Porous Hydroxyapatite and Tricalcium Phosphate Cylinders with Two Different Pore Size Ranges Implanted in the Cancellous Bone of Rabbits

Abstract

To investigate the histophysiology of implant degradation, hydroxyapatite and tricalcium phosphate cylinders with a diameter of 3 mm were implanted in the cancellous bone of the distal femur and the proximal tibia of 15 New Zealand White rabbits for up to six months. All implants had a homogeneous pore distribution and a porosity of 60%. Ceramics with a pore size range of 50-100 micron and 200-400 micron were compared. Morphometric analysis showed that up to 85.4% of the originally implanted tricalcium phosphate was degraded after six months, whereas the volume reduction of the hydroxyapatite was only 5.4% after the same period. Within the first months bone and tissue ingrowth and implant resorption occurred at a higher rate in the smaller-pored tricalcium phosphate than in the larger-pored material.

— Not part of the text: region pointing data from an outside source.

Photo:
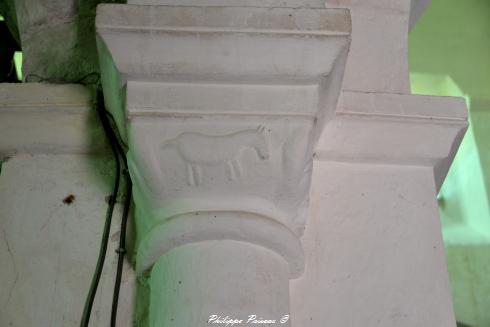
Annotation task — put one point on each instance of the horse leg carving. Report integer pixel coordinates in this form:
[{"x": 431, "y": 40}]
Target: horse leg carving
[
  {"x": 231, "y": 170},
  {"x": 190, "y": 175}
]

Hydroxyapatite cylinders with small pores were totally infiltrated by bone or bone marrow after four months, whereas in the larger-pored hydroxyapatite implants tissue did not penetrate all pores after six months and the amount of bone within the implant was small. Scanning electron microscopy of the material before implantation revealed the existence of numerous pore interconnections with diameters of about 20 micron in the smaller-pored ceramics. Such interconnections were rare in the larger-pored implants. The pore interconnections seem to promote vascular and tissue ingrowth and consequently the initial rate of implant resorption. Implant resorption is an active process and involves two different cell types. Acid phosphatase-positive osteoclast-like cells suggesting active resorption adhere directly to the surface, especially in tricalcium phosphate implants. Clusters of macrophages tightly packed with granular material are found in the pores and along the perimeter of all implant cylinders. They may play an active role in the intracellular degradation of small detached ceramic particles.